Ogechi J. Nwoko
Morehouse School of Medicine, USA
Ogechi Nwoko was born and raised in Los Angeles, California. She received her Bachelors in Biology with a double minor in Math and Physics from Xavier University of Louisiana. She is currently a second year medical student at Morehouse School of Medicine, with aspirations of becoming an Orthopaedic Surgeon. Ogechi is an Nth Dimensions Scholar. She participated in the Orthopaedic Summer Research Internship at the National Sports Medicine Institute in Lansdowne, Virginia in 2016.
Introduction: Despite the growing demand for arthroscopic procedures, arthroscopic Bankart repair has yet to surpass its open alternative as the technique of choice for anterior shoulder stabilization. Anterior shoulder instability is a complex medical issue because of its tendency to result in recurrent subluxation of the humerus, transforming an injury from acute to chronic. Many variables of this arthroscopic technique have been measured to assess their influence on patient outcomes. Systematic reviews have been conducted to assess how patients positioned in Beach Chair versus Lateral Decubitus affect the rate of postsurgical recurrent instability. However in this systematic review, these parameters were examined using only Level I and II randomized clinical studies. Secondarily, we will also assess the most commonly used patient reported outcome measures for shoulder instability.

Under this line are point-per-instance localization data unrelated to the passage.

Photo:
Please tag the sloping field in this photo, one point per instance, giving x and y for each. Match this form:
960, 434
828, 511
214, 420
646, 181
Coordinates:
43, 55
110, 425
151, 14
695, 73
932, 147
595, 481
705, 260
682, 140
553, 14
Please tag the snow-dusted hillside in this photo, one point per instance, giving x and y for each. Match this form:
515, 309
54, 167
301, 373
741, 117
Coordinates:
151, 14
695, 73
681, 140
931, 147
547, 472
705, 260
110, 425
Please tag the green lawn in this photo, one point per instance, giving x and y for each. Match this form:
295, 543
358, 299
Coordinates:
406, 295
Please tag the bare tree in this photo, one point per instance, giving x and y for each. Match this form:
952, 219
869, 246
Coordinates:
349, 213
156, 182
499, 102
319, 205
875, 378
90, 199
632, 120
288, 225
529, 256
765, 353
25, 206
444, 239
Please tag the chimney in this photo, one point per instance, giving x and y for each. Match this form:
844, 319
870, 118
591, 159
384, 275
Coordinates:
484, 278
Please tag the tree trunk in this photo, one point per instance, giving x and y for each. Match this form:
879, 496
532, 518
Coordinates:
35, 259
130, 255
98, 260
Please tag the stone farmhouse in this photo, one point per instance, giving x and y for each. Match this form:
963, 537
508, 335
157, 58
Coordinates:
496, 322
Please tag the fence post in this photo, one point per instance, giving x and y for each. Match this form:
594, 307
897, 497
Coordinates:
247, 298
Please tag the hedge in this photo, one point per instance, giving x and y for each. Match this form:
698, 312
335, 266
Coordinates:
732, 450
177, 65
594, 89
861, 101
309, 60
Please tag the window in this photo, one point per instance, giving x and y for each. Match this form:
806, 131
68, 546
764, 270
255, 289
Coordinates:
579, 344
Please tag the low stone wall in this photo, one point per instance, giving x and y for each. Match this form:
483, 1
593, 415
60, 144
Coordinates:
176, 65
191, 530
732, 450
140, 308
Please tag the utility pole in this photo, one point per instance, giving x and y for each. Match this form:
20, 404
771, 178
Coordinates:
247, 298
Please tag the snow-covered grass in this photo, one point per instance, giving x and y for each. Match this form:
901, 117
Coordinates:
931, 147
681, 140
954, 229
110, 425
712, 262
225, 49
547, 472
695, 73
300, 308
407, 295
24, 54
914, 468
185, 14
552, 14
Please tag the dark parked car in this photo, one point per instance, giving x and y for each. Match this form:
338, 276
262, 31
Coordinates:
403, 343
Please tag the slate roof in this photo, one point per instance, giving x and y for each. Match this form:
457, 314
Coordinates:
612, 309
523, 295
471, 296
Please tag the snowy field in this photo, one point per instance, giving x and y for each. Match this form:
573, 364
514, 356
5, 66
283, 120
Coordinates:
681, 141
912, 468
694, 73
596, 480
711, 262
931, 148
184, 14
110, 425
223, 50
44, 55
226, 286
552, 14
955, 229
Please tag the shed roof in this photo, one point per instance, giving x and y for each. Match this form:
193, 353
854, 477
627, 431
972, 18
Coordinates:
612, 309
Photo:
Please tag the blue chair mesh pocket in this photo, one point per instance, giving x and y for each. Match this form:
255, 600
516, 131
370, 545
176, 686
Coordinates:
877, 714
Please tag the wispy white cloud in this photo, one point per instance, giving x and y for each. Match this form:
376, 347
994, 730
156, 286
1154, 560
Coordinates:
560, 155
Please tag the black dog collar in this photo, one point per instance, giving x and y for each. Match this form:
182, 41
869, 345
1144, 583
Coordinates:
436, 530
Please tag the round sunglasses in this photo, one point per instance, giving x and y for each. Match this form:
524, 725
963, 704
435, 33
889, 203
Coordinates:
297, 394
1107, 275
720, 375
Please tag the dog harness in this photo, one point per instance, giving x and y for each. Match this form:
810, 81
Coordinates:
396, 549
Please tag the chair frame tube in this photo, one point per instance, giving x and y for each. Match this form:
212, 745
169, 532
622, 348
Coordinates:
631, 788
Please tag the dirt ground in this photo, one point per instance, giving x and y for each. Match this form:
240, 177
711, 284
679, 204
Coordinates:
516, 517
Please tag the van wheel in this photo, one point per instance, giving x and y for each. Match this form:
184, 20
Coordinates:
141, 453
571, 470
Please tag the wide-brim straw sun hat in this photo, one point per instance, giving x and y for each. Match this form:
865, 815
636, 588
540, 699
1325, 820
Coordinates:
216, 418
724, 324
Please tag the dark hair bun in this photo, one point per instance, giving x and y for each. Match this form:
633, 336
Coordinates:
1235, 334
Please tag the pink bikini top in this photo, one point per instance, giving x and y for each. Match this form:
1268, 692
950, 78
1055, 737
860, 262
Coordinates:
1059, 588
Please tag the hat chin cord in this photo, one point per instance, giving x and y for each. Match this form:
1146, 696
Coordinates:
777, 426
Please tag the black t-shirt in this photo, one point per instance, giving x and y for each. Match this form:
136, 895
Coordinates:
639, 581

Methods: A systematic review was performed using multiple medical databases in accordance with the Preferred Reporting Items for Systematic Reviews and Meta-Analyses (PRISMA) guidelines. The following databases were used: Pubmed, EMBASE, and Cochrane Central Register of Contolled Trials. The search terms “arthroscopic” “Shoulder stabilization” Bankart repair” and “Bankart Lesion” generated a total of 376 studies. All English language Level I and Level II randomized controlled trials regarding Arthroscopic Bankart Repairs written from 1997 to 2016 were included. Studies detailing open Bankart repairs, revision repairs, cadaver studies and biomechanical laboratory studies were all excluded. Studies containing evidences levels of III and below were also excluded. These parameters resulted in the exclusion of 354 studies. Studies were subsequently analyzed by two independent reviewers and an additional 13 studied were then excluded resulting in a total of 9 studies included in the systematic review.
Results: 9 studies (4 BC position, 5 LD position) met the inclusion criteria. A total of 734 shoulders included, with 553 surgeries were performed in beach chair position while 181 were performed in lateral decubitus. The average age of patients was 26.4 (range 15 – 50). Average overall recurrent instability rates for the beach chair group was 5.1% compared to 4.4% for the lateral decubitus group. Functional outcomes were also measured. Both positions had nearly identical postsurgical ROWE and CONSTANT scores.
In conclusion lateral decubitus and beach chair position are both viable options for improving instability. Available evidence does not allow definitive conclusions, further research is needed. Failure definitions need to be standardized and universal functional outcome measures should be adopted for consistency. A survival regression should also be performed in order to further understand failure rates.